You can compile the model outside of FMBench using instructions available here and on the Neuron documentation, deploy on SageMaker and use FMBench in the bring your own endpoint mode, see this config file for an example.
You can have FMBench compile and deploy the model on SageMaker for you. See this Llama3-8b config file for example or this Llama3.1-70b. Search this website for "inf2" or "trn1" to find other examples. In this case FMBench will download the model from Hugging Face (you need to provide your HuggingFace token in the /tmp/fmbench-read/scripts/hf_token.txt file, the file simply contains the token without any formatting), compile it for neuron, upload the compiled model to S3 (you specify the bucket in the config file) and then deploy the model to a SageMaker endpoint.

Benchmarking for AWS Chips on EC2¶

You may want to benchmark models hosted directly on EC2. In this case both FMBench and the model are running on the same EC2 instance. FMBench will deploy the model for you on the EC2 instance. See this Llama3.1-70b file for example or this Llama3-8b file.

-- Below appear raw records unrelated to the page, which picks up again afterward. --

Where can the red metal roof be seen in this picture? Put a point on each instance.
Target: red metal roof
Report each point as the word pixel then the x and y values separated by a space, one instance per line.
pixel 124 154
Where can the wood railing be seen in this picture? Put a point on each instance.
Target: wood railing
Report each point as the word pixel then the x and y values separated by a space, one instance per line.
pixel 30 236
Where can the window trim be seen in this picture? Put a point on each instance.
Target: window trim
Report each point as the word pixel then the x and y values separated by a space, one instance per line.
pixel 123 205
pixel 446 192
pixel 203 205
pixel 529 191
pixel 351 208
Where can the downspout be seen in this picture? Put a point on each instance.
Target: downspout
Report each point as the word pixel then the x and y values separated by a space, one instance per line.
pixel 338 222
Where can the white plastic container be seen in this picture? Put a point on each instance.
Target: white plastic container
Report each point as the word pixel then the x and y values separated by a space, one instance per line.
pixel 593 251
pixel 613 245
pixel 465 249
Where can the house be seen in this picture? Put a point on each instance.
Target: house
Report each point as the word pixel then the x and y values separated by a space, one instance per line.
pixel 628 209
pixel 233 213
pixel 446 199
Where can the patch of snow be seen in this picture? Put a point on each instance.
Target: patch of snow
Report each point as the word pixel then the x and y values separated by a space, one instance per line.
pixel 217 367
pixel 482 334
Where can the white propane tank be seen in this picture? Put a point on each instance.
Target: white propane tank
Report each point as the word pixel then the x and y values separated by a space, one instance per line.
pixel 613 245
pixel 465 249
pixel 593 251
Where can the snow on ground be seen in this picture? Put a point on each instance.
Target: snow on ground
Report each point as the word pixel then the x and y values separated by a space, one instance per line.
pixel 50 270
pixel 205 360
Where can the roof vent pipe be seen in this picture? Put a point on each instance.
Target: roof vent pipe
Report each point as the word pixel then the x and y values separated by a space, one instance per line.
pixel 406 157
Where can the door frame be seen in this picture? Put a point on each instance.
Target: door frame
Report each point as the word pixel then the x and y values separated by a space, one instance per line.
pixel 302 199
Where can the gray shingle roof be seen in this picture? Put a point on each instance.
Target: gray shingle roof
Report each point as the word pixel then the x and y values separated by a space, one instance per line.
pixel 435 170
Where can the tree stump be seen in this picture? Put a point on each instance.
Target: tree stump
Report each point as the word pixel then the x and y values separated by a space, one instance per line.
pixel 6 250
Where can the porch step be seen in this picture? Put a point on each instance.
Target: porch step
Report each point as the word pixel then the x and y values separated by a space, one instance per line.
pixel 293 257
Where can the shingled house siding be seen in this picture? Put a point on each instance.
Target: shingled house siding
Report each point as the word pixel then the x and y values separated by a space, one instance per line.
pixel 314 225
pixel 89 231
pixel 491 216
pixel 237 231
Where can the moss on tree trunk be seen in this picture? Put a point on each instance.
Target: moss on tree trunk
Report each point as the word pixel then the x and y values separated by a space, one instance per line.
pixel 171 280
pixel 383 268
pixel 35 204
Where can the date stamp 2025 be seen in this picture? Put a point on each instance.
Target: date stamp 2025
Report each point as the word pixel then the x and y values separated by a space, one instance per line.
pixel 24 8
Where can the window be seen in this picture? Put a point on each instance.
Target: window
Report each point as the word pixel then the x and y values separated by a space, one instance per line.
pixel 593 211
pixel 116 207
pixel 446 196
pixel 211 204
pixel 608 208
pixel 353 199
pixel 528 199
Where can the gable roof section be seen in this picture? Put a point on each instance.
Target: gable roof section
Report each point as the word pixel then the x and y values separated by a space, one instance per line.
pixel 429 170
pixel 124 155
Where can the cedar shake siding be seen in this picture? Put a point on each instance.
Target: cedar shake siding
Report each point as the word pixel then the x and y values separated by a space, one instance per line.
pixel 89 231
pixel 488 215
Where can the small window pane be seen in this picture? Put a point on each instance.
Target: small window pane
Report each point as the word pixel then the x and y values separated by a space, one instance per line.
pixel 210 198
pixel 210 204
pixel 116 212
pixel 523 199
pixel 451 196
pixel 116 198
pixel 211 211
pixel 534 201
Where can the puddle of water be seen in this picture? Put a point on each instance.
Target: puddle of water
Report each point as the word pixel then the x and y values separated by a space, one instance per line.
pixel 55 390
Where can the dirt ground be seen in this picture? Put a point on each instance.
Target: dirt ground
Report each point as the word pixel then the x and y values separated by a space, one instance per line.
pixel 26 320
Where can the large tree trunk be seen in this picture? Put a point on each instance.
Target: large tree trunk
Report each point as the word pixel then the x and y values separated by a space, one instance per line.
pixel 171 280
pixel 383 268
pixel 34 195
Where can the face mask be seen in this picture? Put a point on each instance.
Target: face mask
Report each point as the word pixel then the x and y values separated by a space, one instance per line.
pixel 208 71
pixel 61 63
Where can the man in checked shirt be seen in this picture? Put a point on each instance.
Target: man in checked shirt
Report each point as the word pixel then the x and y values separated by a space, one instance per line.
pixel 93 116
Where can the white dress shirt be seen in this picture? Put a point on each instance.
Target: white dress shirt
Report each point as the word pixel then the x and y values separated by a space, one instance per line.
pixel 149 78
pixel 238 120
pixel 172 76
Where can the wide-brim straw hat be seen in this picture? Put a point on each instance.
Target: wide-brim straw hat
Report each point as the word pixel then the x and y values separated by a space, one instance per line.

In this case FMBench will download the model from Hugging Face (you need to provide your HuggingFace token in the /tmp/fmbench-read/scripts/hf_token.txt file, the file simply contains the token without any formatting), pull the inference container from the ECR repo and then run the container with the downloaded model, a local endpoint is provided that is then used by FMBench to run inference.